Part 3 – Predicting What Comes After DeepSeek, by Hua Bin

China is the betting favorite to win the AI race. From Hua Bin at unz.com:

Part 1

Part 2

I discussed that embodied AI, vertical AI applications across industries, and mass adoption of low-cost AI are the main trends coming out of China in the coming 2 or 3 years. The underlying assumption of my forecast is China will have the capability to lead the AI development despite US attempt at holding back its progress.

In this last part, I’ll discuss why the US will fail in the AI war, like in the trade war and chip war it initiated. Make no mistake – the US declared war on China when it put a chokehold on China’s advanced chip imports in 2022. China imported $413 billion worth of computer chips then, accounting for 15% of its total import. This was China’s single biggest import category, surpassing its $300 billion oil import (and China is the world’s largest oil importer).

Xie Feng, Chinese ambassador to the US, drew the line last week – “trade war, tech war, and whatever other kind of war the US wants to impose on China, we will fight to the end.”

As the US attempts to strangle China’s AI development at the foundational level, China is responding by accelerating indigenous AI tech development and quickly rolling out AI applications across a broad range of industries and economic sectors.

China’s edge in the AI war

As discussed, there are three levels of AI tech stack to form a complete ecosystem – chips, foundational LLMs, and applications.

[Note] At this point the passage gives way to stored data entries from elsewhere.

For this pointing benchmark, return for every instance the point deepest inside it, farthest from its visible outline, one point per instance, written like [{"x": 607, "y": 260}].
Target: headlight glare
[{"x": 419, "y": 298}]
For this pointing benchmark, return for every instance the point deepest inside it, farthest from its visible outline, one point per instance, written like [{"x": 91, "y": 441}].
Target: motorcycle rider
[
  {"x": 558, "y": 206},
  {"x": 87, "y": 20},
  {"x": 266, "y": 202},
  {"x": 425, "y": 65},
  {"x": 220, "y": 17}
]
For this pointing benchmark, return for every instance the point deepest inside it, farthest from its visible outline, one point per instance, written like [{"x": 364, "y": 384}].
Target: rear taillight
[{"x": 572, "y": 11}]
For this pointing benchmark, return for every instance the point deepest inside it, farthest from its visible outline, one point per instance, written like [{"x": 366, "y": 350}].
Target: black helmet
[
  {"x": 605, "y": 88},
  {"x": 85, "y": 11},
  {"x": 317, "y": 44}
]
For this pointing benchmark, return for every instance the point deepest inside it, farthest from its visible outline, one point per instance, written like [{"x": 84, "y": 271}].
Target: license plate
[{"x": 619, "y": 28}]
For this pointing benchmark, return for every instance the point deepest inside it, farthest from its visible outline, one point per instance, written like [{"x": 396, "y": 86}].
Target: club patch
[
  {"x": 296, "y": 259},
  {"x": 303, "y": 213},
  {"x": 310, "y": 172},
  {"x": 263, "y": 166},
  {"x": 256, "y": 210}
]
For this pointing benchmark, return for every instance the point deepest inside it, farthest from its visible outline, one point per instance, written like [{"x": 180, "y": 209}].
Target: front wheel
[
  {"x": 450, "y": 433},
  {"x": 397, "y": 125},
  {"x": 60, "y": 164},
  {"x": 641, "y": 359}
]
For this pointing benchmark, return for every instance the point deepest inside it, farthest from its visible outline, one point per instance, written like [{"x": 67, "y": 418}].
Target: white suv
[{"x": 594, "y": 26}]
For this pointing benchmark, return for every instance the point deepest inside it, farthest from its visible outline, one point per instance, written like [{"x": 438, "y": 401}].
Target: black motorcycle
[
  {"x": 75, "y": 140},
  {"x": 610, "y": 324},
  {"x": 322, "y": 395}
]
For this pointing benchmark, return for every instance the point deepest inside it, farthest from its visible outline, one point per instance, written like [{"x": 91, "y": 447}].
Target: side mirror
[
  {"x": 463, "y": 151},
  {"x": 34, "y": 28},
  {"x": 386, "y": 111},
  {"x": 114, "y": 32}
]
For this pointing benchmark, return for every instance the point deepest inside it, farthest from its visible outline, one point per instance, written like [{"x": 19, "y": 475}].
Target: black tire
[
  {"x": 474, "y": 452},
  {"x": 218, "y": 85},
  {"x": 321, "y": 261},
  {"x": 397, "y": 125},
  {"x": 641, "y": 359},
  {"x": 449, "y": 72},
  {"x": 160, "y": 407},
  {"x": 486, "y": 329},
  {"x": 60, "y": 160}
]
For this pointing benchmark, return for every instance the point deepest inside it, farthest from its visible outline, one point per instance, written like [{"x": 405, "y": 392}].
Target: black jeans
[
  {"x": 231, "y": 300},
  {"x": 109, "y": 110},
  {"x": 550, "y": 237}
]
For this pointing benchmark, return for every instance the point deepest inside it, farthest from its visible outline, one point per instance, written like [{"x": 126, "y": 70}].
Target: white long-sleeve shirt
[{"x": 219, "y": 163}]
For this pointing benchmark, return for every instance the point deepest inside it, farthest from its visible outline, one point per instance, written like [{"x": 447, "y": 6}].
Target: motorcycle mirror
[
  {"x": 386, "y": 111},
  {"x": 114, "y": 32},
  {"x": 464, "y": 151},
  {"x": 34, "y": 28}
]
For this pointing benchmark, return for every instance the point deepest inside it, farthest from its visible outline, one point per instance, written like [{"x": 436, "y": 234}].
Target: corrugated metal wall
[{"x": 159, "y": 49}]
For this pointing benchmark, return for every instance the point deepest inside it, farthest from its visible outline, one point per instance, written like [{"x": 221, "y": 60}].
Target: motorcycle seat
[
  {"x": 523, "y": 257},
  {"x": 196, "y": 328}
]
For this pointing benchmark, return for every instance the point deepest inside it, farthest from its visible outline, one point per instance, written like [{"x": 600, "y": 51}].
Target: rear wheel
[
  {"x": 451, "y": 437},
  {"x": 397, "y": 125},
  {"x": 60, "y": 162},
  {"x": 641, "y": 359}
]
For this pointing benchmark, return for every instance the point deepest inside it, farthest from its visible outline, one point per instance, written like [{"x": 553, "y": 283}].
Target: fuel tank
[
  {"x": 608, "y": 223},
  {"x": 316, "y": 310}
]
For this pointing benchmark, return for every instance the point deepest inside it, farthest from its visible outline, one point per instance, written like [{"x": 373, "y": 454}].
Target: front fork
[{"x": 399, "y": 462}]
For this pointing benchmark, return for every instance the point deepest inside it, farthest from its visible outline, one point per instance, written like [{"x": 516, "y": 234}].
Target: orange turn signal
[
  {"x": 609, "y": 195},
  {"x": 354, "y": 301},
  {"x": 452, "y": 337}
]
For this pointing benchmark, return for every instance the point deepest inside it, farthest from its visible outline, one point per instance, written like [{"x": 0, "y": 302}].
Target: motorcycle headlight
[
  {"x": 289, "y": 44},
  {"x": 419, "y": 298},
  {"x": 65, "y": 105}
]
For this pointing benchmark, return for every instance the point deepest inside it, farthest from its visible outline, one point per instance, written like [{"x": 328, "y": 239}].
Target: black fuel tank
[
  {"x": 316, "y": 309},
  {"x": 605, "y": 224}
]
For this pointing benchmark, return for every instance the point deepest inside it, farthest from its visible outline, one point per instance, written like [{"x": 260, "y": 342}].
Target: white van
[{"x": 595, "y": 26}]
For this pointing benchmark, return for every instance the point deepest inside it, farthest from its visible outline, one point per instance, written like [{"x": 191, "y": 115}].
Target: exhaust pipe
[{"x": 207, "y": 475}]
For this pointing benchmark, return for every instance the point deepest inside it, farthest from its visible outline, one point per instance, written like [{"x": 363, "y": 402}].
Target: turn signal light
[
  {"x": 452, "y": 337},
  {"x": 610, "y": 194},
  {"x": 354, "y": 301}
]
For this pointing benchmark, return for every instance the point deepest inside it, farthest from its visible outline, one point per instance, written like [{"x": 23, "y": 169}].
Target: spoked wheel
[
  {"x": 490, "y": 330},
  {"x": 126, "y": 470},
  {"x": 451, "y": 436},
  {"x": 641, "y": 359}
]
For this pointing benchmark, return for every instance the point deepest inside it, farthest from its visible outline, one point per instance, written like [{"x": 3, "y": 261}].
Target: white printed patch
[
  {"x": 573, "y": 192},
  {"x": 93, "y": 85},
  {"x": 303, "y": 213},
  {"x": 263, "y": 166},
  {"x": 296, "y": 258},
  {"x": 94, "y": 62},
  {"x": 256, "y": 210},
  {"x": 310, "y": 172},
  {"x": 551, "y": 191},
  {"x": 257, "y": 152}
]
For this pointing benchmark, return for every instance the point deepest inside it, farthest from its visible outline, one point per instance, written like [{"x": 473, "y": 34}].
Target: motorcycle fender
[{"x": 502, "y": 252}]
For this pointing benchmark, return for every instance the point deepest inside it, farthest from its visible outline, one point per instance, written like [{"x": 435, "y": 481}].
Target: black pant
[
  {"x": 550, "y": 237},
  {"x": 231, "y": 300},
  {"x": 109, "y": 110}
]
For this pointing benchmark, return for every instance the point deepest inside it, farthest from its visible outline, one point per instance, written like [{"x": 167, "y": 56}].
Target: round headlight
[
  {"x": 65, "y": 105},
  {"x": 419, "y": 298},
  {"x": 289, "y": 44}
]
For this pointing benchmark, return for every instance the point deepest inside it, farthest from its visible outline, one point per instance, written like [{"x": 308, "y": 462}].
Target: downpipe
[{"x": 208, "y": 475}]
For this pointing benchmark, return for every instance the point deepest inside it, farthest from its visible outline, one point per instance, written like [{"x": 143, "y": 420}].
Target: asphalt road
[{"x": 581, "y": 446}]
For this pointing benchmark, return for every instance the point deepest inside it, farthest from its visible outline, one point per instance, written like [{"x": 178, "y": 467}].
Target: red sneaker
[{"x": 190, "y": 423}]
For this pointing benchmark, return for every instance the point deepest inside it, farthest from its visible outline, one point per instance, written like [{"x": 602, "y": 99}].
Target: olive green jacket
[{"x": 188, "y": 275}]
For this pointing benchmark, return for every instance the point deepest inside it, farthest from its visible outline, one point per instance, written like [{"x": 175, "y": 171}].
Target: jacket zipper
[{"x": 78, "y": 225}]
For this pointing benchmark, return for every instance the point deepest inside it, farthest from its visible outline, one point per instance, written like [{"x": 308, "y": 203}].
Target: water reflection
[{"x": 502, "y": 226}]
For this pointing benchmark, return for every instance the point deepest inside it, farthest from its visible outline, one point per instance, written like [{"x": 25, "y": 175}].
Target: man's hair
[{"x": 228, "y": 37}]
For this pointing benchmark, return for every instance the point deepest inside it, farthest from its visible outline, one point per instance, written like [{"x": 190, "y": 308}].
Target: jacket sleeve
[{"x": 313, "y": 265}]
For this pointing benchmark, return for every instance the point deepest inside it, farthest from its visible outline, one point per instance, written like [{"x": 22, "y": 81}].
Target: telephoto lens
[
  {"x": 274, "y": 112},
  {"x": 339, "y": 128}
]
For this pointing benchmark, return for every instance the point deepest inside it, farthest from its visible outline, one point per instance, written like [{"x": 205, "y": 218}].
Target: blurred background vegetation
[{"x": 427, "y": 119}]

The US is trying to deny China access to the most advanced chips and LLMs. However, China is making rapid progress to become self-sufficient:

– Chips: Huawei has already rolled out its Ascend series of locally made AI chips which are closing in on Nvidia in performance; Alibaba is developing cutting edge RISC-V chips based on open source technology; Huawei has also made steady progress in developing domestic EUV lithography machine.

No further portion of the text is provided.